Upaya kudeta yang terjadi Kamis malam menjadi kejutan bagi Turki. Negara tersebut lebih sering menghadapi ancaman dari luar seperti ISIS maupun separatis Partai Pekerja Kurdistan (PKK).
Erdogan mengimbau demonstran pro-pemerintah untuk terus menggelar demonstrasi. "Aksi itulah yang menghancurkan plot kudeta," kata dia.
"Beberapa minggu ke depan kita harus terus melanjutkan solidaritas, kita harus terus menggelar aksi."
Sejumlah partai politik di Turki bersatu menentang kudeta. Hal itu adalah kondisi yang amat jarang terjadi.
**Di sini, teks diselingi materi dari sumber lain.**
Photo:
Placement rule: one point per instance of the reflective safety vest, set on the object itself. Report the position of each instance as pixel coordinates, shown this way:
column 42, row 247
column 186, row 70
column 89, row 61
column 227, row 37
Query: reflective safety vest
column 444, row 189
Namun belum jelas hingga kapan aksi solidaritas akan tetap langgeng.
Erdogan Versus Gulen
Presiden Erdogan meminta Amerika Serikat untuk mengekstradisi Fethullah Gulen, ulama yang dituding ikut andil dalam upaya kudeta.
Namun, Gulen membantah tuduhan tersebut. "Dua puluh tahun lalu, saya menyatakan dengan jelas dukungan atas demokrasi," kata Gulen. "Posisiku untuk demokrasi jelas. Segala upaya untuk menggulingkan negara adalah pengkhianatan atas persatuan kita."
Gulen yang tinggal di Pennsylvania menolak terlibat dalam kudeta. "Saya sudah 16 tahun pergi dari Turki."
Tudingan atas Gulen memicu kecurigaan peran AS dalam kudeta di Turki -- yang dibantah keras pihak Washington DC.
Sementara itu, Menteri Luar Negeri Amerika Serikat John Kerry mengatakan, pihaknya belum mendapat permintaan resmi dari Turki terkait ekstradisi.
"Kami berpikir, sungguh tak bertanggung jawab menuding keterlibatan AS ketika kami menanti permintaan mereka -- yang pasti akan dipenuhi jika sesuai dengan aturan hukum," kata Kerry pada CNN.